O que justifica a subida de custos?
A pressão nos preços dos componentes não é ficção. O mercado de memória RAM e de armazenamento NAND atravessa um período de escassez, com a procura a superar claramente a oferta disponível. A isto soma-se o facto de o iPhone 18 Pro trazer melhorias significativas ao nível das câmaras rumores apontam para um novo sensor principal e capacidades de zoom ampliadas , o que implica componentes mais caros e complexos de integrar.

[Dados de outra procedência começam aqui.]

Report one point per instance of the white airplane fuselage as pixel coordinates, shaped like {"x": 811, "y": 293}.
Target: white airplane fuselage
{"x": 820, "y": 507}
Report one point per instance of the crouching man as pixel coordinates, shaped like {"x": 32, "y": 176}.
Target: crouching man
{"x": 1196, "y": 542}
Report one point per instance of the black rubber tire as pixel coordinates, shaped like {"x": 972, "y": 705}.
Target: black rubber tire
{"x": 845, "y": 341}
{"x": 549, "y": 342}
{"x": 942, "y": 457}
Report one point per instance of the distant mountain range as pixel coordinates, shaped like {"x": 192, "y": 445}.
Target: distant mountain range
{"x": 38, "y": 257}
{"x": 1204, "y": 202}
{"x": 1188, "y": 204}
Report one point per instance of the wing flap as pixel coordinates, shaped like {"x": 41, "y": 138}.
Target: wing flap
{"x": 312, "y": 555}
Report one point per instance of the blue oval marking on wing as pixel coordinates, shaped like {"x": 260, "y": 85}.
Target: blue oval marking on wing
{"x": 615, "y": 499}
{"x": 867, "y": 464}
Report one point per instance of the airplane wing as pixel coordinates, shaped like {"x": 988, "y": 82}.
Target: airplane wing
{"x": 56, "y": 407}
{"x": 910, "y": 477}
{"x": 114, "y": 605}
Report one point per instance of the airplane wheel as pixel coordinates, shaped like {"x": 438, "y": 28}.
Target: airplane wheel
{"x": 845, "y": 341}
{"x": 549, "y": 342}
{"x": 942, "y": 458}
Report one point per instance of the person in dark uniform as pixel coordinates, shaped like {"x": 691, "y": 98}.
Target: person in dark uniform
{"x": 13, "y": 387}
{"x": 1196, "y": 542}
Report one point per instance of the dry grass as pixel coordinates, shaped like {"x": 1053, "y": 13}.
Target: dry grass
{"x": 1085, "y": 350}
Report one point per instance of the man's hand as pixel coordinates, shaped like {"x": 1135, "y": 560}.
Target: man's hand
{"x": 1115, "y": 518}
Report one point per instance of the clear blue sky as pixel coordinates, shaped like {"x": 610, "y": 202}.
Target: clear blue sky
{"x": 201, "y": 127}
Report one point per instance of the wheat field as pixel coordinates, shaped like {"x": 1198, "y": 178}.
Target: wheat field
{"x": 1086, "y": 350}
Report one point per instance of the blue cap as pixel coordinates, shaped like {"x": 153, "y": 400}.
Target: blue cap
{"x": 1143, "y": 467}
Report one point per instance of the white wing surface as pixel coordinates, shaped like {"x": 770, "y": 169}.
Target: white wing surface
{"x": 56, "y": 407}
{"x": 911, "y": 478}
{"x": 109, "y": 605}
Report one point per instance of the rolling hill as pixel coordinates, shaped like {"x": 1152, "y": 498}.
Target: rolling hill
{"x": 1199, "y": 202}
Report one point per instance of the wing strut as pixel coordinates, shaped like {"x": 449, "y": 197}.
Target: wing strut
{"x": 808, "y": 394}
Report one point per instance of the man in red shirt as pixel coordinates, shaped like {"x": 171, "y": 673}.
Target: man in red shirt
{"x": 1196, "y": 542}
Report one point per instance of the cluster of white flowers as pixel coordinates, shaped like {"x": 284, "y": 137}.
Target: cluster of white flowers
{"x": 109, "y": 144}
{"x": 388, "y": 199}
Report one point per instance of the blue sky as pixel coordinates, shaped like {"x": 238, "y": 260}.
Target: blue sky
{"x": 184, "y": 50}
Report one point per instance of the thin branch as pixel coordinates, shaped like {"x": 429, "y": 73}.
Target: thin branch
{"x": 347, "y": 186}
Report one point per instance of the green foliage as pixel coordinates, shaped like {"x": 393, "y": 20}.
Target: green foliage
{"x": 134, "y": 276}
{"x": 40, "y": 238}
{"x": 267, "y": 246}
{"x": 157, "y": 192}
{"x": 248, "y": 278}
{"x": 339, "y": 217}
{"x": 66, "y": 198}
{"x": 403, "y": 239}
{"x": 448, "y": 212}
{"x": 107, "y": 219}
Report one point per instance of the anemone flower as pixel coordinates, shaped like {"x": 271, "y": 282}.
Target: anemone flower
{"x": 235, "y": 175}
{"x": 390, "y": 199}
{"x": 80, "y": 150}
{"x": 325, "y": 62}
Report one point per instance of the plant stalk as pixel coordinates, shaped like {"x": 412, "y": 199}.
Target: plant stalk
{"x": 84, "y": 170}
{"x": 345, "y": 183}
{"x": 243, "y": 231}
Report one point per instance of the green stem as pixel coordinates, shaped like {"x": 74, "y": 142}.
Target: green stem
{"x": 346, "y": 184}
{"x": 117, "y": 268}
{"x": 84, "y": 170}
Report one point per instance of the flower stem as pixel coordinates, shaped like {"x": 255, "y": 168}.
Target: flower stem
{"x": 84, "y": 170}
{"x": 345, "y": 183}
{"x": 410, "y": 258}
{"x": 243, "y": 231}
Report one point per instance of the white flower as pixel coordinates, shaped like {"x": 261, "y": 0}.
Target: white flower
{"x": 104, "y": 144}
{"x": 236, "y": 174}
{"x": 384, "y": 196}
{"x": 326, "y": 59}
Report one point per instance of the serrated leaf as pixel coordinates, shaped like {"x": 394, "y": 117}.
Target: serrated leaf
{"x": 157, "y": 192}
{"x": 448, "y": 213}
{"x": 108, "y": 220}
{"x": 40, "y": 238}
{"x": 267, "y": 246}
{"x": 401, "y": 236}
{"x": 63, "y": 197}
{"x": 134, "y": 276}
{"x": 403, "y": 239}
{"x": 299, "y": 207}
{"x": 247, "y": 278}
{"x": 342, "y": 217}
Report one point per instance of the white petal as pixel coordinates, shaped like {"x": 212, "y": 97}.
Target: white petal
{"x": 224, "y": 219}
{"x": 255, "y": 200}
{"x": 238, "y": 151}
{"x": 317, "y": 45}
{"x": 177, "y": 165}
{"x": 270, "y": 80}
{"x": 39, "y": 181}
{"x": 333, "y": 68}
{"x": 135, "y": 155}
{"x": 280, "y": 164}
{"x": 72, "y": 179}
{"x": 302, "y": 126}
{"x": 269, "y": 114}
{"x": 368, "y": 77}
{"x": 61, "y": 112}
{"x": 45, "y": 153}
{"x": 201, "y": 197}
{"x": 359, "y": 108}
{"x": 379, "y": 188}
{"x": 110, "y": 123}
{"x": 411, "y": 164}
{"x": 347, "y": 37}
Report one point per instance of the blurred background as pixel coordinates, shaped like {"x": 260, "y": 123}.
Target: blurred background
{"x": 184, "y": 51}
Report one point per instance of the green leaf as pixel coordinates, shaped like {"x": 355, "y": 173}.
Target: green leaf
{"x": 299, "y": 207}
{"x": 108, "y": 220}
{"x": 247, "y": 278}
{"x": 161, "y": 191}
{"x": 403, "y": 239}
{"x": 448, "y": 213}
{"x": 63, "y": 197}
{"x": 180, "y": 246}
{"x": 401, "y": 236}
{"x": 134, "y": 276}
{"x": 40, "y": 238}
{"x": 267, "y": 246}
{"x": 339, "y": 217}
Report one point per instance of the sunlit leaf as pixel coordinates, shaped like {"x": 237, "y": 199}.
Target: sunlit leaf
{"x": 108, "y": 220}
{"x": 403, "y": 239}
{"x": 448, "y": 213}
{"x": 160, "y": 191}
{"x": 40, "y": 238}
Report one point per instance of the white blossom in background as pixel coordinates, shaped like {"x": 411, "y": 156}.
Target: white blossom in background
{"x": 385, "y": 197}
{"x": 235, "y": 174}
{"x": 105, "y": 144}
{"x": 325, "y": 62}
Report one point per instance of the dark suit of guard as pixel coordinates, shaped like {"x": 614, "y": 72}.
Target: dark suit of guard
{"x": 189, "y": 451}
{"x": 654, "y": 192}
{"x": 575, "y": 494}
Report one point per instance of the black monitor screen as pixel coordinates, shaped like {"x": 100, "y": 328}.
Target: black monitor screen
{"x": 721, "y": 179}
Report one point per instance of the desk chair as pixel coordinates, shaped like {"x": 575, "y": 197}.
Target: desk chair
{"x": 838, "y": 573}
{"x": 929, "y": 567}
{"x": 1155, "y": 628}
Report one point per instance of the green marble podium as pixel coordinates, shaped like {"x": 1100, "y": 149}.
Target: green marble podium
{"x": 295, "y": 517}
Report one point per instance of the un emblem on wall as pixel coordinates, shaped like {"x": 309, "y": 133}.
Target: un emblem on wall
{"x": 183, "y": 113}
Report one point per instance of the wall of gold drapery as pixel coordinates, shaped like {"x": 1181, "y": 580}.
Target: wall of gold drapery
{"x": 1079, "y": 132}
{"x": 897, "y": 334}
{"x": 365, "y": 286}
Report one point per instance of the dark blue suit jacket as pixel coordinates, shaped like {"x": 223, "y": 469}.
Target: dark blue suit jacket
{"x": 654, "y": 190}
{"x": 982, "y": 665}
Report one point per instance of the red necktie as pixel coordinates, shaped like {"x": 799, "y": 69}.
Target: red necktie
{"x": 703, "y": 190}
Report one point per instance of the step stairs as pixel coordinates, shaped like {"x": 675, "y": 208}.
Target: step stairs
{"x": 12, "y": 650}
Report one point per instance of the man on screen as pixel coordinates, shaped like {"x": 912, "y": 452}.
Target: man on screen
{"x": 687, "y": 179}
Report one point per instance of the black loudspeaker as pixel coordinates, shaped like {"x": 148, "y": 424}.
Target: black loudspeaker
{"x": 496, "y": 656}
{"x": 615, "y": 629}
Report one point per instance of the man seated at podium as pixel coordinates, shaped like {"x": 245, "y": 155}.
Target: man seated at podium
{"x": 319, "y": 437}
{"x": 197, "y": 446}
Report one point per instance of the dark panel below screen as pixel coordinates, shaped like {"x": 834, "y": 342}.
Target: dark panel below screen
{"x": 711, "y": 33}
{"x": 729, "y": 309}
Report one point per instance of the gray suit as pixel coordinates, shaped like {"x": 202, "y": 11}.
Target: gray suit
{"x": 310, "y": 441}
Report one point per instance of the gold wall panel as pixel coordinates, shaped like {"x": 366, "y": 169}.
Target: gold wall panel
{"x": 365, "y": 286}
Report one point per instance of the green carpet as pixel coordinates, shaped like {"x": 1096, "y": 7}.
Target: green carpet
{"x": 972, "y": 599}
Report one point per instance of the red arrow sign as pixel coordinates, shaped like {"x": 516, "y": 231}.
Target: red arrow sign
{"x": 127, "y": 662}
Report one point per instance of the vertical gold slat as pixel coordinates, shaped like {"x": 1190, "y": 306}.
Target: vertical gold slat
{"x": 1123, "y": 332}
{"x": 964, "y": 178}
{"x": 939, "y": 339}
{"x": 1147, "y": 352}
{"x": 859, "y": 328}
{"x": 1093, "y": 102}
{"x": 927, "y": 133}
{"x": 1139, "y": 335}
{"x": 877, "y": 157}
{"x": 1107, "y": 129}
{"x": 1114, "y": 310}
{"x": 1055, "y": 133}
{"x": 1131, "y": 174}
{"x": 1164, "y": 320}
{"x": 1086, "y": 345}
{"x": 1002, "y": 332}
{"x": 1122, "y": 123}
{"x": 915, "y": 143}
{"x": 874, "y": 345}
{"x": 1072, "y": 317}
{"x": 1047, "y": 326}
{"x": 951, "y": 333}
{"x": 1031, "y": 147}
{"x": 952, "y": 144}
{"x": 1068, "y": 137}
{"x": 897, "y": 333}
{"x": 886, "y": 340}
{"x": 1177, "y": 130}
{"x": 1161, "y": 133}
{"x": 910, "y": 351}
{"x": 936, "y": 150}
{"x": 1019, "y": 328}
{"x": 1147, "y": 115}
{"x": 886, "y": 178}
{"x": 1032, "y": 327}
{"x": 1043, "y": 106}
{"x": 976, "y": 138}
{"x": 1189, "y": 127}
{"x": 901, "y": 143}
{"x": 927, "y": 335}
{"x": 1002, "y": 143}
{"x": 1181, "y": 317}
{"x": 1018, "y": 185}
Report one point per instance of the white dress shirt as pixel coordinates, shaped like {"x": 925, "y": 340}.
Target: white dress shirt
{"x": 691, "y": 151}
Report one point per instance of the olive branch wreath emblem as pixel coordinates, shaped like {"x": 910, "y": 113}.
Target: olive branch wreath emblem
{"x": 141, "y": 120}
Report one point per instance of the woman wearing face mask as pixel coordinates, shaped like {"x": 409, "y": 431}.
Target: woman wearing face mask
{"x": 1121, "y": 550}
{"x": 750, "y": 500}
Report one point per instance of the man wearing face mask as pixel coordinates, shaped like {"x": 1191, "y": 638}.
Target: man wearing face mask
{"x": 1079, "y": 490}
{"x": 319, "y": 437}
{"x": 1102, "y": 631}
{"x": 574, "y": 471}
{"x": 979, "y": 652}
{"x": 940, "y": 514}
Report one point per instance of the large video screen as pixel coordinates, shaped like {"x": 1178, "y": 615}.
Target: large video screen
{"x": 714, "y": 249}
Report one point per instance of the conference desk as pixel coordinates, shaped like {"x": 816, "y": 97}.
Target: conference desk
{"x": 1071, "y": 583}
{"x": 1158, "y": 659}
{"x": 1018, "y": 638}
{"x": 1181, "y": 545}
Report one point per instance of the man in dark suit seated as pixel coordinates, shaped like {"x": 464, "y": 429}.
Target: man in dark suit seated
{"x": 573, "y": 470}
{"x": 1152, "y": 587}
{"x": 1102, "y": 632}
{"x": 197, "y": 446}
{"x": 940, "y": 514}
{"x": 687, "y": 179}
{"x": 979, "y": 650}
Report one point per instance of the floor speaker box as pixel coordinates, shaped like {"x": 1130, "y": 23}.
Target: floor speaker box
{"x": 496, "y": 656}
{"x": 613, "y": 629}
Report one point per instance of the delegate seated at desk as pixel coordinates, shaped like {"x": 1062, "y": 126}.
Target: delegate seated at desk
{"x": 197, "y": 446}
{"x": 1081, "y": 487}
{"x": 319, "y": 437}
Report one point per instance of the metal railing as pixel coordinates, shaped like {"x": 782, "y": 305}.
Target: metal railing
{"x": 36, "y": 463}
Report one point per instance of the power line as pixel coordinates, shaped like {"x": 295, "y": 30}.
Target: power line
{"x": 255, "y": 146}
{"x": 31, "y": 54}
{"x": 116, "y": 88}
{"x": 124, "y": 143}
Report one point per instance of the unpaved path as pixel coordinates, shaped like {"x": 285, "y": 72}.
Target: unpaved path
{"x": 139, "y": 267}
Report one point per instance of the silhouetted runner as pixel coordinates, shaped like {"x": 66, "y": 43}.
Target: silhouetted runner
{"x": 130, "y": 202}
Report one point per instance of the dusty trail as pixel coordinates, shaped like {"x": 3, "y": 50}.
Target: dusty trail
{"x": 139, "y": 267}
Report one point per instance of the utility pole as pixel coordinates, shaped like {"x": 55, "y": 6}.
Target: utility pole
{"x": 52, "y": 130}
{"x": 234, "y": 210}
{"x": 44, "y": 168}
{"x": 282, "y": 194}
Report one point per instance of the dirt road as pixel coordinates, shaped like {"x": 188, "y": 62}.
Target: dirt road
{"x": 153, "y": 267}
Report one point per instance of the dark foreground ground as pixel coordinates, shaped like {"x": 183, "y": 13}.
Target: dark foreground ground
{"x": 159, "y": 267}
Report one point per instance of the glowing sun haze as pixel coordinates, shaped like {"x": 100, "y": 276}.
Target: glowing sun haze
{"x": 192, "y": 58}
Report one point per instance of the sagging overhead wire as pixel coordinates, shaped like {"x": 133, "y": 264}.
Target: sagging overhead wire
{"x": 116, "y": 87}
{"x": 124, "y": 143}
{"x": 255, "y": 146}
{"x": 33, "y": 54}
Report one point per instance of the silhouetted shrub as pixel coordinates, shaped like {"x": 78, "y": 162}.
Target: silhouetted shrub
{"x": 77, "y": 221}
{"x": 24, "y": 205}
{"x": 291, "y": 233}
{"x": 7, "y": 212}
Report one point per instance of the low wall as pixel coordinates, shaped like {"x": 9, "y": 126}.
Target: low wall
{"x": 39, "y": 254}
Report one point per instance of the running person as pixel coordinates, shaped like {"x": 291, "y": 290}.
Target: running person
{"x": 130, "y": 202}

Apesar de tudo, a Apple parece determinada a não transformar o iPhone 18 Pro num produto inacessível. Manter o aumento nos 100 dólares seria uma jogada inteligente, sobretudo num momento em que a concorrência Android de topo já ajustou os seus preços e os consumidores estão cada vez mais sensíveis a aumentos abruptos. O evento de apresentação está marcado para as próximas semanas, e até lá a questão do preço vai continuar a dominar as conversas mas pelo menos agora sabemos que o pior cenário parece cada vez menos provável.